What can neuroscience learn from AI?
Mechanistic interpretability for neural interpretability.

Jai Bhagat -- December 2024   (Draft)


The history of AI is intertwined with neuroscience. Artificial neural networks (ANNs), which serve as the foundations of ubiquitious contemporary generative AI systems like ChatGPT and Midjourney, were inspired by biological neuronal networks, hence their namesake. Over time, however, neuroscience's influence on AI has diminished, as progress in AI has advanced mainly as a result of:

  1. Theoretical concepts that have little to do with how biological neural computation is performed (e.g. the transformer architecture)
  2. Scaling of compute and data (i.e. making ANNs bigger and training them for longer on more data) giving rise to increasingly intelligent behavior.

Many in the field of neuroAI still believe in the potential of neuroscience to influence AI; neuromorphic hardware is one area where this could happen, especially when considering that the human brain uses less than 5% of the power consumed by a contemporary high-end consumer-grade GPU. This post, however, will not focus on how neuroscience may still be able to influence AI, but rather the reverse: how AI can influence neuroscience.

A brief history of AI tools for systems neuroscience

Note: in this section, "AI" will refer more specifically to supervised or semi-supervised training of deep artificial neural networks; i.e. deep learning.

Early applications of AI in systems neuroscience focused primarily on regression and classification problems: for instance, decoding neural activity patterns to predict features of the environment or the organism's behavior, or classifying behavioral or environmental states from sensor data such as video or audio.

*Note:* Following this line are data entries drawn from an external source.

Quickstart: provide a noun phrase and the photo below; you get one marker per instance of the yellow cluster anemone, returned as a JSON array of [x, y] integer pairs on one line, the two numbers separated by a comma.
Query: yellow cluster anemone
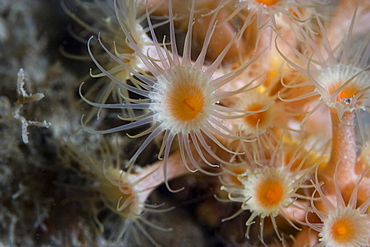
[[180, 97]]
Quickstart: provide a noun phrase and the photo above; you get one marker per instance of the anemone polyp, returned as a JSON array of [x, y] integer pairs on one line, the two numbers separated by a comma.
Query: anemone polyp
[[268, 187], [343, 224], [345, 227], [180, 97], [344, 87]]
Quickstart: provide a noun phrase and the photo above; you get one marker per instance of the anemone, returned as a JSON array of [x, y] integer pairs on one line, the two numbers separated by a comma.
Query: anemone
[[180, 97], [124, 192], [339, 74], [341, 224], [270, 184], [108, 27]]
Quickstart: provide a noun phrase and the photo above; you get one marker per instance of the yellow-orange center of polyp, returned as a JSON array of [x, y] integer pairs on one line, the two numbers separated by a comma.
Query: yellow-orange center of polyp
[[346, 93], [255, 118], [267, 2], [270, 193], [186, 102], [342, 231]]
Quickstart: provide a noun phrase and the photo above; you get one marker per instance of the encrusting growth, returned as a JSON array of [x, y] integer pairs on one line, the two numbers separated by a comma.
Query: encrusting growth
[[180, 96], [206, 84]]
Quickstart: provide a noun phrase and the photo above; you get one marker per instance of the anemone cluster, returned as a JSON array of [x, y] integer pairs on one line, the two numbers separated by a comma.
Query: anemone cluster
[[267, 97]]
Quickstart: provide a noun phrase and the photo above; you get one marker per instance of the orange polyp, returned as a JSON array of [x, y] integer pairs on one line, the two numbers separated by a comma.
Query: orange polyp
[[186, 102], [267, 2], [342, 230], [256, 117], [270, 193], [346, 94]]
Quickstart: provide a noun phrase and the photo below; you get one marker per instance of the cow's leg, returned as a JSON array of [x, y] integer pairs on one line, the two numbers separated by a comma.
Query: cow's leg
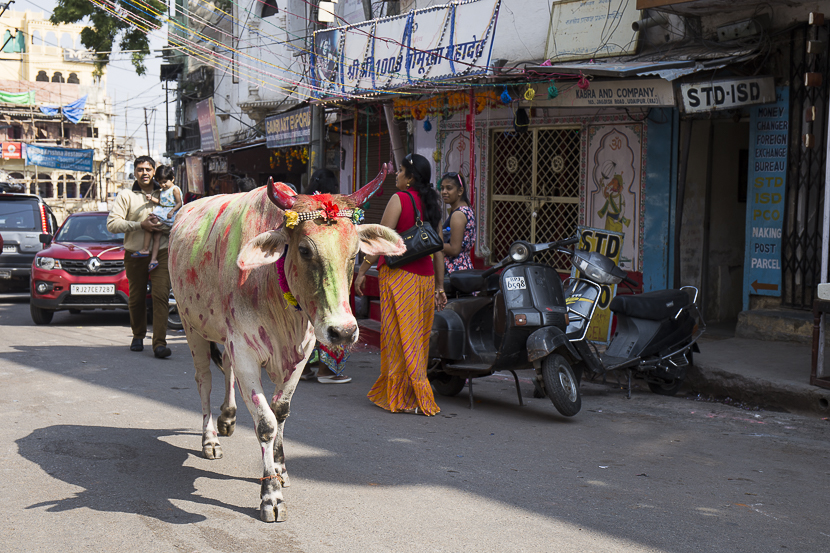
[[200, 349], [248, 371], [281, 403], [227, 419]]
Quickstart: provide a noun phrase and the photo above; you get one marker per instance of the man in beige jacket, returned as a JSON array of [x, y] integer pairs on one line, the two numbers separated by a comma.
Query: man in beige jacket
[[132, 215]]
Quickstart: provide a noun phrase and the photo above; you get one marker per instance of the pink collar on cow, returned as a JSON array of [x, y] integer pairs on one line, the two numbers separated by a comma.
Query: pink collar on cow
[[329, 212]]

Although these approaches improved our predictive power, they largely treated biological neural circuits as black boxes. As deep learning developed throughout the 2010s, more sophisticated tools emerged.

In particular, convolutional ANNs revolutionized behavior tracking and pose estimation, while recurrent ANNs provided new ways to model temporal dynamics in neural circuits. One pivotal development came with the introduction of latent variable models, which allowed us to reliably discover low-dimensional structure in high-dimensional neural activity. These models, however, while powerful, often learn representations that are difficult to interpret biologically: “there remains a gap in our understanding of how these latent spaces map to neural-level computations” [1].

AI researchers have faced similar challenges in understanding the inner workings of their ANN models. Understanding the mechanisms by which a model makes decisions is crucial for debugging and improving it; i.e. for developing AI safely and evolving AI capabilities. Early AI interpretability work focused primarily on visualization techniques for understanding what "visual features" a convolutional ANN learned after learning to successfully classify objects in an image. However, a key shift occurred in the early 2020s with the emergence of the field of mechanistic interpretability, which sought to move beyond beyond simply visualizing learned features or attributing importance to input, and instead aimed to reverse engineer the underlying computational mechanisms in ANNs.

Mechanistic interpretability: foundations and promise

Mechanistic interpretability emerged as AI researchers sought to understand how large language models (LLMs) implement specific capabilities. Key techniques include activation pattern analysis, circuit discovery, and sparse autoencoder (SAE) feature extraction. The field's core insight is that ANNs, despite their complexity, implement computations through interpretable features and circuits that we can systematically identify and understand. This mirrors a fundamental assumption in systems neuroscience: that neural circuits implement specific computations through identifiable mechanisms. Therefore, I believe that the tools developed to understand artificial neural networks can provide provide new ways to understand biological ones.

Training sparse autoencoders on neural data: a case study

My recent work applies SAEs to neural activity in mouse visual cortex when mice are presented a variety of visual stimuli. My analysis of SAEs trained on neural activity ended up being very similar to the analysis done on SAEs trained on transformer network linear layer activations, where learned SAE features have been found to correspond to particular linguistic features. My approach here involved several key steps:

Interestingly, I found that particular SAE features correspond to particular visual stimuli properties, like full-field flashes! This work shows that SAEs can learn to reconstruct neural spike activity and compress it into sparse, interpretable features that can be traced back to the source spiking activity. Crucially, we can validate these features by examining their relationship to known properties of visual processing. This work suggests the SAE is discovering genuine computational features rather than arbitrary representations, and gives promise to the idea that we can use SAEs to find novel neural representations!

Mechanistic interpretability for neural interpretability: the road ahead

As we stand on the cusp of a new era in neuroAI, the potential for mechanistic interpretability to advance our understanding of biological nervous systems is immense. By continuing to refine and expand our interpretability toolbox, we can unlock new insights into both biological and artificial intelligence. Ultimately, the goal is not just to better understand intelligent systems, but to leverage this knowledge to advance humanity through diverse applications, from developing targeted disease therapies and enhancing cognitive capabilities to improving AI systems and addressing fundamental challenges in AI safety. Mechanistic interpretability is our compass on this journey, guiding us toward a deeper, more integrated understanding of intelligence in all its forms.